Spiritual health is often not classified as part of wellness, but in my book it is because it impacts our lives. It gives a person a sense of who one is and their meaning of life. What is my purpose? What do I value most? These questions will lead you to a deeper understanding of self and what gives your life fulfillment.

  • Take time to meditate - connect with yourself, whether in the morning, at lunch break, or before bedtime. Take five minutes to breathe, let go of the day, and meditate. Some prefer prayer. Above all, free your mind and foster a stronger relationship with your spiritual wellness. 
  • Spend time with nature. Go outdoors for a long walk or hike and connect with the world.
  • Express your feelings. This will  help you stay focused after a long day. By writing down your thoughts, you are able to think clearer. 

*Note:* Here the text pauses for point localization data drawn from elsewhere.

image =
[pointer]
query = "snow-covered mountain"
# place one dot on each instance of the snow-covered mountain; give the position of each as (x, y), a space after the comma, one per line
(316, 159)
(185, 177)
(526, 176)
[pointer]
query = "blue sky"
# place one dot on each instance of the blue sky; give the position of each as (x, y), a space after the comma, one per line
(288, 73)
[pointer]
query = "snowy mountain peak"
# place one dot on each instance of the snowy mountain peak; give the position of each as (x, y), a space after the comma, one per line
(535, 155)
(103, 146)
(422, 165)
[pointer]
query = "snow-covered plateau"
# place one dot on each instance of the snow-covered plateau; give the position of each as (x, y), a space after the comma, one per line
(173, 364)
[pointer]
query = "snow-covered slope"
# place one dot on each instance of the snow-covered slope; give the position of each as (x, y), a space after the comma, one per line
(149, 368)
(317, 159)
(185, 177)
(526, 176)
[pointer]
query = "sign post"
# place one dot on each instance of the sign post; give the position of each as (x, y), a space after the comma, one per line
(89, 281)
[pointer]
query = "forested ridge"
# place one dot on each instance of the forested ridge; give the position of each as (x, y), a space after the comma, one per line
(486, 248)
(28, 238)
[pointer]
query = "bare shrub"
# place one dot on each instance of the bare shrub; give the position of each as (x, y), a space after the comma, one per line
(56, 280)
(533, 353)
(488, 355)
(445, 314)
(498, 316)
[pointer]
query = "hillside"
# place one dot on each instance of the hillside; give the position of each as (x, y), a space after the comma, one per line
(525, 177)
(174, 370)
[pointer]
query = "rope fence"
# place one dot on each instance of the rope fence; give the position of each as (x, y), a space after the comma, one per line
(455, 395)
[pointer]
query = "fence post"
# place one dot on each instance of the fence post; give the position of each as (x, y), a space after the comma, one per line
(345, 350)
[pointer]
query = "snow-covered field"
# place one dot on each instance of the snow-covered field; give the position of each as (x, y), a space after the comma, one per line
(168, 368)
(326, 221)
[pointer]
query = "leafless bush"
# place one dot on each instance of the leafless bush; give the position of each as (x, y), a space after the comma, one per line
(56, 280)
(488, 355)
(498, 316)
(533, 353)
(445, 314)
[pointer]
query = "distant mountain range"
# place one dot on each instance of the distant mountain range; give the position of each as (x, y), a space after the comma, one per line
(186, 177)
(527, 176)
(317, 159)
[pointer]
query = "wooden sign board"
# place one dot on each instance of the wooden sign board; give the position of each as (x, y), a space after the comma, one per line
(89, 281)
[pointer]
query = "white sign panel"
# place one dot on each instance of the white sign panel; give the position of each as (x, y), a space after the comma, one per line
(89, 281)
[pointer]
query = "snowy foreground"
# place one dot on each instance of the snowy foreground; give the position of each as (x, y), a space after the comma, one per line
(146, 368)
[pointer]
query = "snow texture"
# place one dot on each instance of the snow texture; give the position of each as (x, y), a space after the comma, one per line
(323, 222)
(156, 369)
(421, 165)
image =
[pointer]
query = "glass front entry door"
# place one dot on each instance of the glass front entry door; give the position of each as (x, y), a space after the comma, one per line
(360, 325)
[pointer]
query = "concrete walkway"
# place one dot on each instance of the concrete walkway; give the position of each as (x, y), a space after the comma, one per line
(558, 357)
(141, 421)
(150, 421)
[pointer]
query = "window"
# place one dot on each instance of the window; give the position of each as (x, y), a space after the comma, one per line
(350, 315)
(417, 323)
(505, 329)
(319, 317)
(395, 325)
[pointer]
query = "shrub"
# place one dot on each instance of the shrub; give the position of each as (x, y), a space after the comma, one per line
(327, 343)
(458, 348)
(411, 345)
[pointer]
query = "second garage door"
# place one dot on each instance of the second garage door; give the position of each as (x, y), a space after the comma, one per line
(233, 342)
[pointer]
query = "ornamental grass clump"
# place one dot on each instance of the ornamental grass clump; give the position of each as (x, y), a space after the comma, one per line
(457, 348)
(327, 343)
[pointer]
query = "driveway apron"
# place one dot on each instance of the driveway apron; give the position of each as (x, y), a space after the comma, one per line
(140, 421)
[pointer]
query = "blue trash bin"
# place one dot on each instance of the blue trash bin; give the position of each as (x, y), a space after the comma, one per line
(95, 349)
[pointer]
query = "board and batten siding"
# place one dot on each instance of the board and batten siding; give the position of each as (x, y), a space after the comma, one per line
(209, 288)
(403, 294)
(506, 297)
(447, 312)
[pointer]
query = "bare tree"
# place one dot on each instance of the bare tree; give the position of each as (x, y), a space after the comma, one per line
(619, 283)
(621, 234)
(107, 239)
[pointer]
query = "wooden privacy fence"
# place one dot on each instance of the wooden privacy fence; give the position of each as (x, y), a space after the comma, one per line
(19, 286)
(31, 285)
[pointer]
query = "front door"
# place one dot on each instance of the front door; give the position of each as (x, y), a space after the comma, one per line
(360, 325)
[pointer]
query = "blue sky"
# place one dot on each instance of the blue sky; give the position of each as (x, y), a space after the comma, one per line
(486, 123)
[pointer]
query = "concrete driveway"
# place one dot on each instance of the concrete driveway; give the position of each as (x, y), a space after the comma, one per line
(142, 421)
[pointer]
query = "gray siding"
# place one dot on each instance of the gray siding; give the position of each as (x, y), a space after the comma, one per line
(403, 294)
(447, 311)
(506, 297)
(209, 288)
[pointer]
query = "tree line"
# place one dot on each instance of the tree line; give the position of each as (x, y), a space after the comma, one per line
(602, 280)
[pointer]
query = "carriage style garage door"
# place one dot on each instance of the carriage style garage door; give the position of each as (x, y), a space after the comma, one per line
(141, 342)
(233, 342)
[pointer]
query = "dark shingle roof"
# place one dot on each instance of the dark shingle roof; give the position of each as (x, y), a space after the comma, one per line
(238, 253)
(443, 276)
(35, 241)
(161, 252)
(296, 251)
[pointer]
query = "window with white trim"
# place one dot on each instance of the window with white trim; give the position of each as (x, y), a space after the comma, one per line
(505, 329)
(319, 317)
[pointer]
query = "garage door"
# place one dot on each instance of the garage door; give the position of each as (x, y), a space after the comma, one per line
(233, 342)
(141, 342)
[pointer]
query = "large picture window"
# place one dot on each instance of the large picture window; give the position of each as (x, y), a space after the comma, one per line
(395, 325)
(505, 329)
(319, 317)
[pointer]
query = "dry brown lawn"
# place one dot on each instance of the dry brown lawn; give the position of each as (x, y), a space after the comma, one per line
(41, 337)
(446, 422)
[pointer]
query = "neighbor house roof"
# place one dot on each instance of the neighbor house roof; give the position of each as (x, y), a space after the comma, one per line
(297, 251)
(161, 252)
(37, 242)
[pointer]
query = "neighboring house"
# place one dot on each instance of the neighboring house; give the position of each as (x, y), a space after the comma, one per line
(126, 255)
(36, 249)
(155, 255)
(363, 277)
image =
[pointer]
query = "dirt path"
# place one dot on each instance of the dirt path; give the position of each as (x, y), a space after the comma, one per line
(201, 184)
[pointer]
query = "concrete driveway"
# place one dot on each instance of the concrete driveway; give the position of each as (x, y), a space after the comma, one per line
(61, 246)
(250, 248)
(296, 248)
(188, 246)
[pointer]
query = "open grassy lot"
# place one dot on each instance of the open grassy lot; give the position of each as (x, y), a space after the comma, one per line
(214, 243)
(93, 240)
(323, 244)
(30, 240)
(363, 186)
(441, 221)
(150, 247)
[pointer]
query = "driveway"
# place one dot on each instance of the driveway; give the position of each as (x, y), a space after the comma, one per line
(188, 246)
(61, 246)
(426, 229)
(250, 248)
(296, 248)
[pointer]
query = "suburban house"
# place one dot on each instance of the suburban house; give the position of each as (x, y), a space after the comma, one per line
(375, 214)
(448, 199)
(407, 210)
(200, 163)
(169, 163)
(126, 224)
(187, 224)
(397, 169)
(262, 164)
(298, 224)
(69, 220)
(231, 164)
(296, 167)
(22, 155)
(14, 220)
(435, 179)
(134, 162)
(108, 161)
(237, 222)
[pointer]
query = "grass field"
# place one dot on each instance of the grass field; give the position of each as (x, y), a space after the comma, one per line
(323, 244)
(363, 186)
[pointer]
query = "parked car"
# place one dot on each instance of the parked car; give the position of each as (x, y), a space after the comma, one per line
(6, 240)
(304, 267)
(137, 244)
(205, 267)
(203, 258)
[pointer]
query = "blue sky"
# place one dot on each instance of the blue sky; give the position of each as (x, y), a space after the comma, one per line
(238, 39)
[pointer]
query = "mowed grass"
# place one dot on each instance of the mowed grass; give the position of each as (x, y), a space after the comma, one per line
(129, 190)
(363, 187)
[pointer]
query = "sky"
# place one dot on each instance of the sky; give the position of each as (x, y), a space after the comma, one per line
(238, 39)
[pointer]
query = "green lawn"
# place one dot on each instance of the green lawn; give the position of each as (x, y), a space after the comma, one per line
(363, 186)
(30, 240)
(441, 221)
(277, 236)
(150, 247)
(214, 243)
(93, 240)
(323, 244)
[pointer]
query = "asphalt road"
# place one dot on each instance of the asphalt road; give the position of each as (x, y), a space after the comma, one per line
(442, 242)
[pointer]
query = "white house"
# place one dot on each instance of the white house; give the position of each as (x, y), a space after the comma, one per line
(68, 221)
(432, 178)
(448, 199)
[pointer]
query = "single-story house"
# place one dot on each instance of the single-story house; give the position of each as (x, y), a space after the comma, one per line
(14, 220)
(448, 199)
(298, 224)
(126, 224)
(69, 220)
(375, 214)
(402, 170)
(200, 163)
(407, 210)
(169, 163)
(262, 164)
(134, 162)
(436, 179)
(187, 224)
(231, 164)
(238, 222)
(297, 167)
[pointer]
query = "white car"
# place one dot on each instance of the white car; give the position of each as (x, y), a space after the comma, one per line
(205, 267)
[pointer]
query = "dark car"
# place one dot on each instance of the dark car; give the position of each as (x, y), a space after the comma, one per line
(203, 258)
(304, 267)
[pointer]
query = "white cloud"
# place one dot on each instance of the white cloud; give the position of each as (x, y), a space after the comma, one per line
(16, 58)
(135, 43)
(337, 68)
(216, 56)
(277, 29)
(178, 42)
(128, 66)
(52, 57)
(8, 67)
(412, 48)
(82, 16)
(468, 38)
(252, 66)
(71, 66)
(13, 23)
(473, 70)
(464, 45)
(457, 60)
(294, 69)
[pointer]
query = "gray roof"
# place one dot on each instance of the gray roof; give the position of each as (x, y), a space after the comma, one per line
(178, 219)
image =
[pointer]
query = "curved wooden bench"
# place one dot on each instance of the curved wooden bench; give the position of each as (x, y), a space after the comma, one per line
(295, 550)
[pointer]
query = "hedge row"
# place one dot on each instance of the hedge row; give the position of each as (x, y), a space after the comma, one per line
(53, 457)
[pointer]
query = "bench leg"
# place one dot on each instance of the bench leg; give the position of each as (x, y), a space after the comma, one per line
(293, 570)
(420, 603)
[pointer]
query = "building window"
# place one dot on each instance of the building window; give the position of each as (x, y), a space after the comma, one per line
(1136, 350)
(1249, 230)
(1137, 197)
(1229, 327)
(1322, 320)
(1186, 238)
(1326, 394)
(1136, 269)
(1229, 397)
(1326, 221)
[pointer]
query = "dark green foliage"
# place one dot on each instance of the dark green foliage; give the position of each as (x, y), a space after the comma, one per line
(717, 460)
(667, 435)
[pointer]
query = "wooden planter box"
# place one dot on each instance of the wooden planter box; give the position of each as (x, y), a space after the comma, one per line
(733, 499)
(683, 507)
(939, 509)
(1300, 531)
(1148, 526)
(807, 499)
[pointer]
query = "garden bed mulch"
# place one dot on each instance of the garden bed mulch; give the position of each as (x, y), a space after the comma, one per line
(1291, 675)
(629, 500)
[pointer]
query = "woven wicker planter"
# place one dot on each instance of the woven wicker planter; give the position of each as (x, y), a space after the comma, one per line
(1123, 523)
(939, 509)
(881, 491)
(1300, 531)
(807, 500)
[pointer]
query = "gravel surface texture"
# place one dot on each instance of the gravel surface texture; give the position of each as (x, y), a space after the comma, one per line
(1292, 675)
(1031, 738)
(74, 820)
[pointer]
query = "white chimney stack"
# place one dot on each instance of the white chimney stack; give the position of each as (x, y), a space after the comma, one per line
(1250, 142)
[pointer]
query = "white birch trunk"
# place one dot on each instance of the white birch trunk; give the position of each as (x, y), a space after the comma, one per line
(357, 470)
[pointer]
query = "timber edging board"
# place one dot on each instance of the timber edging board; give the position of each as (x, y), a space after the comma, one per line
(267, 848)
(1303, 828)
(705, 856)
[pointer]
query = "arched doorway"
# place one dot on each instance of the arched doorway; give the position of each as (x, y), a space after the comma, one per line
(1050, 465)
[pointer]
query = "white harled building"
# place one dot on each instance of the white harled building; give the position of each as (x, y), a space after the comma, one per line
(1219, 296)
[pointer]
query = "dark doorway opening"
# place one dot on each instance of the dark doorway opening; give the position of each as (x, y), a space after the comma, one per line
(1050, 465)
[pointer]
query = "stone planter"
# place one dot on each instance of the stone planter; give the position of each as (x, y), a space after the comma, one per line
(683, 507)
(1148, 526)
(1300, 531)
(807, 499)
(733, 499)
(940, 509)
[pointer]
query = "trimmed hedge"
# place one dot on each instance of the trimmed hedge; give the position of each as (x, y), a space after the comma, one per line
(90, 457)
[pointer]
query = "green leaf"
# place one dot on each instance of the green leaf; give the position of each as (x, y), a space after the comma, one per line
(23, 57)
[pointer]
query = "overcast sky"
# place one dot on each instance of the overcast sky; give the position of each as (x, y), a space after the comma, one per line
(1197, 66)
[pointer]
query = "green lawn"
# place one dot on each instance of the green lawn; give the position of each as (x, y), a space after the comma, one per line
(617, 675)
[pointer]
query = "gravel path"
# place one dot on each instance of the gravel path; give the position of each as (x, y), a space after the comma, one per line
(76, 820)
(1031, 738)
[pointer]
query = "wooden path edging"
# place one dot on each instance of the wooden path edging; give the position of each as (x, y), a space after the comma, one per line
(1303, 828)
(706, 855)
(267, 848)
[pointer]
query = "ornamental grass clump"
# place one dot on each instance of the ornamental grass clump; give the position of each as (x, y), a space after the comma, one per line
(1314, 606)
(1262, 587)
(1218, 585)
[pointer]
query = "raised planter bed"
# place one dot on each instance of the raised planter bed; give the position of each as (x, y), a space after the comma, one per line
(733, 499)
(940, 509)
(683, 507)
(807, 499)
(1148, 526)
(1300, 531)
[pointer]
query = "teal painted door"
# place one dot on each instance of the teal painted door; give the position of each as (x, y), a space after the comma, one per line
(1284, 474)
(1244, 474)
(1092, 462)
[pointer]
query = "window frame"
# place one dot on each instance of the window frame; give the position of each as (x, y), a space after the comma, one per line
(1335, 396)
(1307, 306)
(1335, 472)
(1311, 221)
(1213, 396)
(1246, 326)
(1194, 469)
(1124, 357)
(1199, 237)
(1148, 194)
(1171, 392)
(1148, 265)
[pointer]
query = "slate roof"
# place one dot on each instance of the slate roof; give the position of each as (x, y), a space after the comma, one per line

Emotional Wellness - how we manage our feelings. 

  • Keep a gratitude journal. A habit of daily gratitude is the key to joyfulness and contentment. The journal helps focus on the good and what we're thankful for.
  • Manage stress. Let go, slow down, sleep in, practice giving back, take a walk, meet up with a friend, be active and get a massage regularly. 
  • Nurture strong friendships. Maintain and build strong friendships by meeting for lunch, sponsor potluck dinners, join a book club, or form a support group of close friends to meet regularly.

Build strong social connections. Friendships and connections influence our wellbeing. Meaningful and lasting social connections serve as a buffer against stress and promote physical and mental health. People who have satisfying relationships have been shown to be happier, have fewer health problems, and live longer. 

  • Maintain good hearing and vision. Those with an undiagnosed hearing or vision problem  avoid social situations out of embarrassment and difficulty with communicating. Get your problems treated as soon as you can to remove this barrier. 
  • Share a meal. Dine out with friends whenever possible, or a church group, with members at the local senior center, or at a café near your home. Even going to a diner on your own for a cup of coffee is social. Just sit at the counter and chat with your server. 
  • Volunteer locally. The meaning and purpose you find in helping others will enrich and expand your life. 
  • Develop a hobby. Besides providing a sense of purpose, many hobbies and interests are social in nature.

People who continue to grow become a better person. If you take good care of your health and strive to be the best you, I promise you'll appreciate life more.

It’s part of the inevitable by-product of paying attention to loving yourself completely.